Australian tablet sales fell in the past six months due to a continued decline in the Android market and a slowing in growth of the maturing 2-in-1 segment, according to research from Australian emerging technology analyst firm, Telsyte.
Telsyte estimates around 1.6 million tablets were sold in the second half of 2018, down 2.1% from the previous corresponding period.
Apple remained the leader in tablet sales share with the 2018 iPad 9.7 inch once again the most popular model due to its price point. Both Apple (up 5.1%) and Windows-based (up 2.1%) devices experienced growth during the half, but the big mover was Android-based devices, with sales down 21%.
The top three vendors were Apple, Samsung, and Microsoft, with combined shares accounting for more than 75% of total sales during the half. Apple remained the leader in repeat purchase intention in the tablet category, followed by Samsung (more than 80% and 50% respectively).
Telsyte research found the 2-in-1 device category has passed its early growth phase with around 3.5 million Australians now using one, of which more than 70% are Windows-based.
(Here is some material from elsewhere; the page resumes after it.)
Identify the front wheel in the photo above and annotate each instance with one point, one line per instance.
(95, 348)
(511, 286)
Tablet sales are expected to continue to face challenges due to longer overall replacement cycles as consumers hold onto their chosen device longer. The average replacement cycle of tablets has increased to around 3.1 years, a faster rate compared to smartphones, according to Telsyte research.
Telsyte estimates around 15.7 million Australians had access to a tablet at the end of 2018 making it a highly mature segment.
While Australians are replacing their tablets less frequently, tablet users are still spending around two hours per day on their slate devices, which is similar to previous years. With technologies such as 5G, eSIMs and larger shared mobile data plans, there is still huge potential for more connected tablets and 2-in-1s to be realised.
Telsyte estimates around two million tablets were connected to mobile networks at the end of 2018.
“The arrival of 5G will likely spur further interest for connected tablets, potentially among gamers due to lower latency,” Telsyte senior analyst, Alvin Lee said.